Azospirillum, another aerobic free-living bacterium, supports various aspects of plant growth and development. Field trials and experiments with Azospirillum species like A. irakense, A. lipoferum, A. halopraeferens, A. amazonense, and A. brasilense have demonstrated enhanced crop yields and growth. Plants inoculated with Azospirillum exhibit improved water and mineral absorption, resulting in higher yields. Studies by Hungria et al. (2010) show that Azospirillum brasilense effectively promotes plant growth through nitrogen fixation, reducing fertilizer costs.

Conclusions

Nitrogen is a critical plant nutrient essential for growth, development, and reproduction. Through natural and artificial processes, nitrogen is transformed into plant-accessible forms, necessary for the synthesis of proteins, nucleic acids, and chlorophyll. However, nitrogen deficiencies and excesses can negatively impact the environment and plant health.
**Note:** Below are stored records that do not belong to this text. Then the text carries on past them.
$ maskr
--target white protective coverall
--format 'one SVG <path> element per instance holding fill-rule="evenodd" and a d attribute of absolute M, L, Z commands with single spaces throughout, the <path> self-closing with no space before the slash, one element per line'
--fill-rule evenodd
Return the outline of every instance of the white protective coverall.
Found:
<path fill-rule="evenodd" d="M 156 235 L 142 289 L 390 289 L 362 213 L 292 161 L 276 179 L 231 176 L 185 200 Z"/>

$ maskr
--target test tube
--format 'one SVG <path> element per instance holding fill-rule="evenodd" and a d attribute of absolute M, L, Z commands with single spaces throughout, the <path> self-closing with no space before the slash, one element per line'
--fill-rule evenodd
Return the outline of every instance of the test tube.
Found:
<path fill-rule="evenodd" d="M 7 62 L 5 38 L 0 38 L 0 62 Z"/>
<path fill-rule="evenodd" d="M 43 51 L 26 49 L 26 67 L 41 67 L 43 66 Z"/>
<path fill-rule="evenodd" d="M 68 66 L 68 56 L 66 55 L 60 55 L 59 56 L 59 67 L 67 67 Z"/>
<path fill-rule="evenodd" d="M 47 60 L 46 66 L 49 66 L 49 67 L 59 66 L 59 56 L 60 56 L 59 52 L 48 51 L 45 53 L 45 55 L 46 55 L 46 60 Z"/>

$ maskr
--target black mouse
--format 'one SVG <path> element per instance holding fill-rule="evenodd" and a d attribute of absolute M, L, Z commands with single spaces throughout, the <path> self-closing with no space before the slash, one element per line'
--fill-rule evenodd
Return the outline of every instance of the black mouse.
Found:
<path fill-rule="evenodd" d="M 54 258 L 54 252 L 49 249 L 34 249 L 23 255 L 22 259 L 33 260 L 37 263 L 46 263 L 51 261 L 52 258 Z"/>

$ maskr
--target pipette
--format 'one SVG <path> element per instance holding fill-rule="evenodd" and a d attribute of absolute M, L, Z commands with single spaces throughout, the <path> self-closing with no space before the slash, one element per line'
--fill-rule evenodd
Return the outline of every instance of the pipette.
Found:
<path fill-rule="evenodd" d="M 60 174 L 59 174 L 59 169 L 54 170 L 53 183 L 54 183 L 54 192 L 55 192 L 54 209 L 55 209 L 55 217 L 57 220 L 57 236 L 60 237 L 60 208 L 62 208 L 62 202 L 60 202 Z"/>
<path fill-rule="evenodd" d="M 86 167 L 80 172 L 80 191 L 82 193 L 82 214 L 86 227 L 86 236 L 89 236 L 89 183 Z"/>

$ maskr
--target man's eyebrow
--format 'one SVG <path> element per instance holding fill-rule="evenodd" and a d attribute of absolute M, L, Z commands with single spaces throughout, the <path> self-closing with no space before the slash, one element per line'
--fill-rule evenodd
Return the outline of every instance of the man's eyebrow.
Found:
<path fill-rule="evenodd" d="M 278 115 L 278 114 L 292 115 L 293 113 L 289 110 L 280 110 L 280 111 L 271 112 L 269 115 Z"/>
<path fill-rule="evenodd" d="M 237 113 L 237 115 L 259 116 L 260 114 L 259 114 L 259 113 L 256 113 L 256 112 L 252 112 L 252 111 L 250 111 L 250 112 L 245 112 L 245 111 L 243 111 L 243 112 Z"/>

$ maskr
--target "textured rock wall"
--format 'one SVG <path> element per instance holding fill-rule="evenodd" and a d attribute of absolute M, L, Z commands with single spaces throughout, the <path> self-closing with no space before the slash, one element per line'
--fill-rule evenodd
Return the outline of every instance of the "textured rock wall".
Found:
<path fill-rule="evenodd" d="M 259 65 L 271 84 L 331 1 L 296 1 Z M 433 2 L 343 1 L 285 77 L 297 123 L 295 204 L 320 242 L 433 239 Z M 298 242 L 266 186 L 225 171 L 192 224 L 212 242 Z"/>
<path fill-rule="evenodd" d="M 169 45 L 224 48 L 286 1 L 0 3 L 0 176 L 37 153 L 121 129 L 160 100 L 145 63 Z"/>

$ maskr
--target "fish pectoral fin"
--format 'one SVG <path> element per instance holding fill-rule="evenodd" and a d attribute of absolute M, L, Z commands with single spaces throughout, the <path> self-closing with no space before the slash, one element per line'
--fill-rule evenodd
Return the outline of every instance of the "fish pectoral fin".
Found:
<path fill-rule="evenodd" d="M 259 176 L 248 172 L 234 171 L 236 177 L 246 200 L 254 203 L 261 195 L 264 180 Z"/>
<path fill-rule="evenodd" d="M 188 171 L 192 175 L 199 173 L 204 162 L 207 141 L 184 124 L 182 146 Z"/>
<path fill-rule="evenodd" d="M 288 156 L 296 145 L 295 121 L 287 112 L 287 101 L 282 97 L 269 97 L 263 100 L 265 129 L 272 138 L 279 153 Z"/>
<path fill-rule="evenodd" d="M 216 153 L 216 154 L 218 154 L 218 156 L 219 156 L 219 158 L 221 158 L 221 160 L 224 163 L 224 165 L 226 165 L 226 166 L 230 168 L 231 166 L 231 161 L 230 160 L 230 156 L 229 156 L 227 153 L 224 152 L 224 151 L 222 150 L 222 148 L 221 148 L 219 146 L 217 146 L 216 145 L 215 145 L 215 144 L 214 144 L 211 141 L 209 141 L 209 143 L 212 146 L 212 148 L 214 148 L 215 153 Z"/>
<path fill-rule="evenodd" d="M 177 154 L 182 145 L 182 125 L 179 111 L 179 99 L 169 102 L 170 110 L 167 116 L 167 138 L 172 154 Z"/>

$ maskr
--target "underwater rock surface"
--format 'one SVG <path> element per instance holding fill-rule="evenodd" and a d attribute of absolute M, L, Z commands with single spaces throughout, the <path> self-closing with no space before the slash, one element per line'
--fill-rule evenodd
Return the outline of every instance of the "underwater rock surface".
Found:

Effective nitrogen management in agriculture requires careful planning and monitoring. Biological nitrogen fixation by microorganisms like Azotobacter and Rhizobium offers a sustainable and environmentally friendly way to enhance plant nutrition. These microorganisms not only fix nitrogen but also improve plant health and yield.

Balancing crop yields and minimizing environmental pollution requires efficient nitrogen fertilizer use and promoting biological nitrogen fixation. Future agricultural practices should focus more on sustainable solutions that increase yields while protecting the environment and improving soil health. Microbial fertilizers and nitrogen fixation by microorganisms play a vital role in sustainable farming.